粉体粉末冶金協会2026年度秋季大会(第138回講演大会)

Special Session

Special Session

 2026年度より新たな分科会組織で活動を頂くことになりました.これを機に今まで分科会単位で企画頂いた講演特集は廃止し,今後はSpecial Sessionとして,複数の分科会による横断的なテーマや協会が取り上げるべきテーマやホットな話題を議論頂ける場を設けることとなりました.
 

Special Session

1.粉末積層3D造形に関わる材料および技術の最先端
  (Recent Advances of Materials and Technologies on Additive Manufacturing)

主催:粉末積層3D造形分科会(主査:野村 直之)
共催:粉末焼結プロセス分科会(主査:岸本 昭)
   射出成形・焼結AM分科会(主査:中村 英文)

募集概要:
金属やセラミックス,樹脂を原料として直接製品を成形する粉末積層3D造形技術が大きな注目を集めています.積層造形技術と造形体の特徴を把握するためには,粉末の製造技術と造形に必要な特性の理解に加え,材料科学や機械工学等の知識が必要不可欠な状況となっています.これまで計9回の講演特集が開催され,幅広い分野の方が集い学術的な討論並びに産業からの意見交換を行うなど,特色あるシンポジウムとして好評を博しています.なお,本シンポジウムは粉末焼結プロセス分科会,射出成形・焼結AM分科会との共催で開催致しますので,当該技術に関連する研究者の方々の積極的なご発表ならびにご興味を抱かれている多方面からのご参加を歓迎します.

 

 2.サーキュラーエコノミー時代に向けた粉体粉末冶金技術の創製と活用
 (Creation and Utilization of Powder Metallurgy Technology for Circular Economy)

主催:環境・資源循環・エネルギー分科会(主査:髙木 健太)
共催:磁性材料分科会(主査:北本 仁孝)
   硬質材料分科会(主査:川上 優)
   粉末積層3D造形分科会(主査:野村 直之)

募集概要:
レアアースやタングステン,コバルトなどの重要鉱物の地政学リスクは急速に高まっており,資源循環によるサプライチェーンの強化が求められています.特に,経済活動として資源を循環させることで産業競争力も同時に高めることが重要となっています.したがって,製錬などによるケミカルリサイクルから,経済性が高く環境負荷の小さいshort-loopリサイクル(マテリアルリサイクルやリマンなど)への変革が期待されます.本講演特集では,粉体粉末冶金技術を活用したshort-loopリサイクル技術やエコデザイン材料,易分解/易解体技術,補修技術,分離選別などに関する新しい話題提供の場を構成したいと考えています.また,資源循環の価値見える化や循環システム構築などの取組み,また資源循環の動向についての講演も歓迎いたします.産学官の多様な参加者が一堂に会して議論する場となることを期待して,多くの講演申込をお待ちしています.

 

3.先進材料開発に向けた新規焼結技術の新展開
 (Recent Progress of Novel Sintering Technologies Toward Advanced Materials Development)

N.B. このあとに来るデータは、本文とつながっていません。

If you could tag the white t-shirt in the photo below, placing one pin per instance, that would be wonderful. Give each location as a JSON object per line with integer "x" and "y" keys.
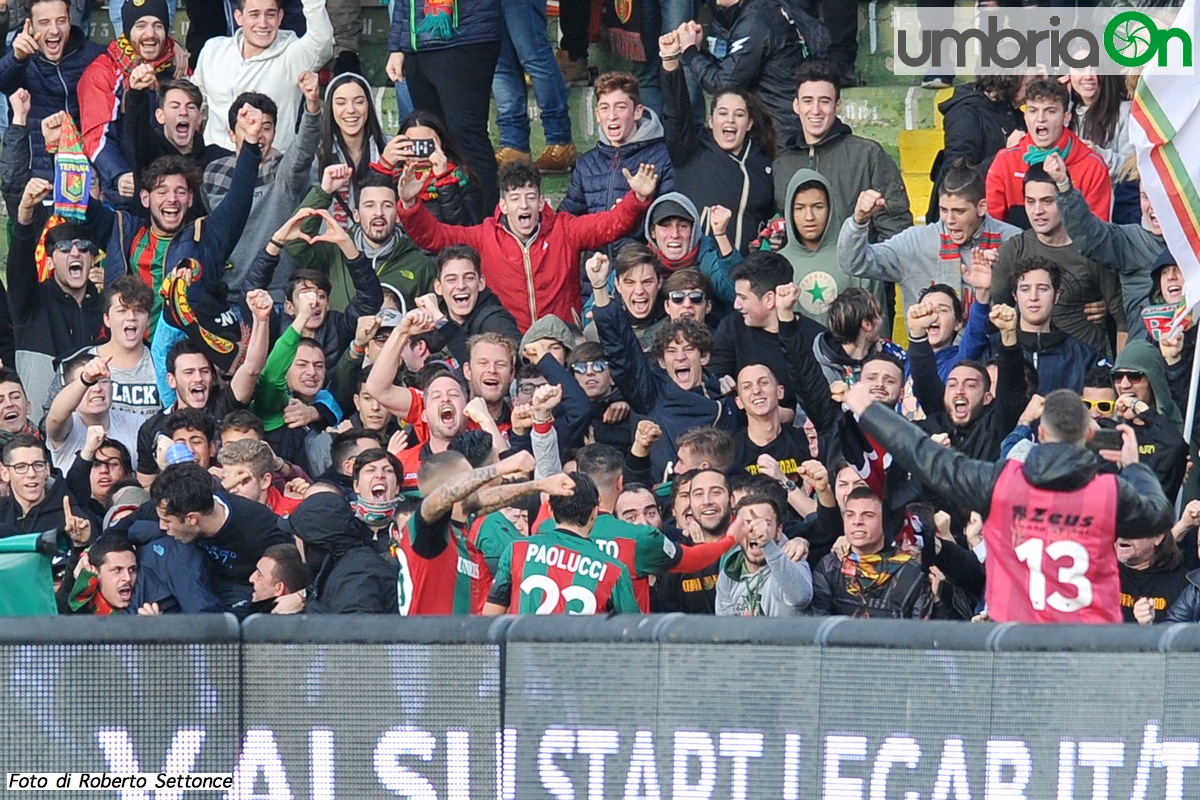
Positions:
{"x": 123, "y": 427}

主催:粉末焼結プロセス分科会(主査:岸本 昭,幹事:藤原 弘,森田 孝治)

募集原稿:
粉体粉末を原料とする創製技術において,「焼結」は中核的な役割を果たしてきた.近年では,低温や高速昇温処理の他,電・磁場や高圧といった外部場などを積極的に利用した新しい焼結技術の開発が世界規模で進められている.これらの革新的な焼結法で得られる材料は,時として従来手法では実現が難しい優れた機械・熱・電気的特性を示すことがあり,他分野の材料プロセスやシステム開発とも連携した装置開発とあわせて実用化への道筋が模索されている.一方で,新たな焼結技術では,焼結メカニズムや得られる焼結体の微細構造や発現機能について,未解明な点が多く,まだ発展途上の側面も残されている.基礎と応用の両面からこれらの先進焼結技術をさらに洗練させることが,新たな応用展開や材料科学の発展に不可欠である.

本セッションでは,こうした先進焼結技術にかかわる理論・実験・システム開発に関し,多角的に議論し,分野横断的な発展と新しい産業応用の可能性を探る.